According to a post by KISSmetrics, you might not have read it all.
Writing for KISSmetrics, headline expert Bnonn cites usability research revealing we don’t only scan body copy, we also scan headlines. As such, we tend to absorb only the first three words and the last three words of a headline. If you want to maximize the chance that your entire headline gets read, keep your headline to six words.
Of course, six-word headlines are rare (and hard to write!). If you can’t cut your title down to six words, you can still be aware of how your headline might be read, and you can adjust accordingly. As the KISSmetrics post says:
Of course, that’s seldom enough to tilt the specificity-meter into the red.

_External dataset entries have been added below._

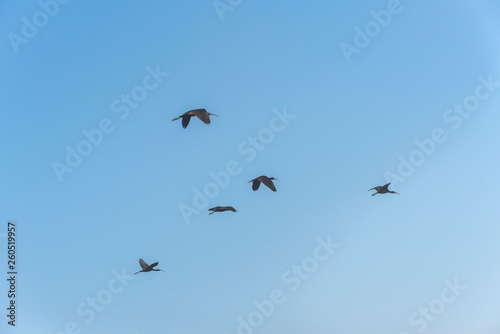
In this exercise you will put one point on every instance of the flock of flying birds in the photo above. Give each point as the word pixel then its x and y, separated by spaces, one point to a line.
pixel 204 116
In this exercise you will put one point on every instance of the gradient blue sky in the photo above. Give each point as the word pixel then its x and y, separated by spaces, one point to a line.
pixel 352 123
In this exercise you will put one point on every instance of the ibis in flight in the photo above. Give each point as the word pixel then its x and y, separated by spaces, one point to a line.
pixel 268 181
pixel 147 267
pixel 200 113
pixel 383 189
pixel 221 209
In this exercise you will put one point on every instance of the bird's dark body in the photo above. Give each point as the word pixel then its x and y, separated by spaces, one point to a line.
pixel 221 209
pixel 268 182
pixel 383 189
pixel 202 114
pixel 147 267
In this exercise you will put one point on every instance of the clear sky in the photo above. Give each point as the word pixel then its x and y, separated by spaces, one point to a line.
pixel 353 106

And I have it on good authority that some of the highest-converting headlines on the web are as long as 30 words. As a rule, if it won’t fit in a tweet it’s too long. But let me suggest that rather than worrying about length you should worry about making every word count. Especially the first and last 3.
The ideal length of a blog post is 7 minutes, 1,600 words
When measuring the content that performs best on their site, Medium focuses not on clicks but on attention. How long do readers stick with an article?

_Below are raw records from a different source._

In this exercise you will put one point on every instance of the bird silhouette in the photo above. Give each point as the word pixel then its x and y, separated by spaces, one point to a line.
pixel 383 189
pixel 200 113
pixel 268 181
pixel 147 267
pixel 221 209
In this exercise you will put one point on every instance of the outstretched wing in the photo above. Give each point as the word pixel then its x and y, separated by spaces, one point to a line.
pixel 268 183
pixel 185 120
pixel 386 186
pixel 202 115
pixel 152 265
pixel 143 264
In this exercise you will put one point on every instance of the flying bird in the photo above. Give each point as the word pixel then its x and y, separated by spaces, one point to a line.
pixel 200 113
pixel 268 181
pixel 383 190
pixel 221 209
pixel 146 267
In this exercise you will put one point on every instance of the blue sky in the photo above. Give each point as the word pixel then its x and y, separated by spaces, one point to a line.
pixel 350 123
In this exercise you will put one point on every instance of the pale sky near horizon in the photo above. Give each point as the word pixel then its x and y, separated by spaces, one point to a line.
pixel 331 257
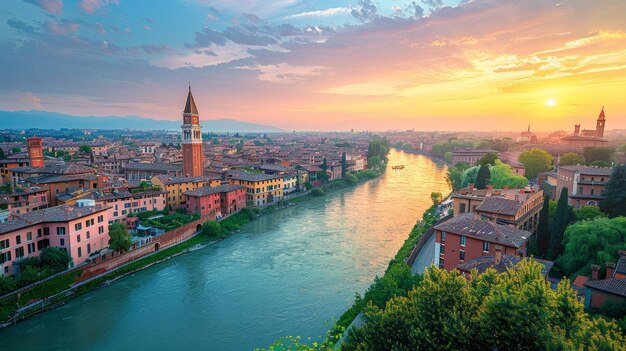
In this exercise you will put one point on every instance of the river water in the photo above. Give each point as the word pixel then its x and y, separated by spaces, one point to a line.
pixel 286 273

In this sense, an ideal blog post would be one that people read. And Medium’s research on this front says that the ideal blog post is seven minutes long.
To arrive at this number, Medium measured the average total seconds spent on each post and compared this to the post length. All Medium posts are marked with a time signature for how long the read should be. After adjusting their analysis for a glut of shorter posts (overall, 74% of posts are under 3 minutes long and 94% are under 6 minutes long), they came to their conclusion:
And there we have it: the average total seconds rises for longer posts, peaks at 7 minutes, and then declines.
And in terms of word count, a 7-minute read comes in around 1,600 words.
(A photo-heavy post could bring the average down closer to 1,000. Medium’s seven-minute story on ideal post length was filled with images and graphs and contained 980 words.)
SerpIQ examined the question of ideal post length from an SEO perspective. They looked at the top 10 results on search results pages and counted the words in each article. Their data included text in the sidebars of posts, so you can knock a few words off of the totals below.
Of course, as with any of these ideal lengths, the answers you find here could very well be taken as “it depends,” since research varies from site to site. For instance, Moz found that longer posts on their blog get linked to more often, and Upworthy found little correlation between length and attention when they tested Medium’s hypothesis for themselves. (Upworthy cited factors like type of posts and audience as a couple of possible explanations for the discrepancy.)
Perhaps the best takeaway here is this, borrowed from the conclusion of Medium’s study:
What it does mean is that it’s worth writing however much you really need. Don’t feel constrained by presumed short attention spans. If you put in the effort, so will your audience.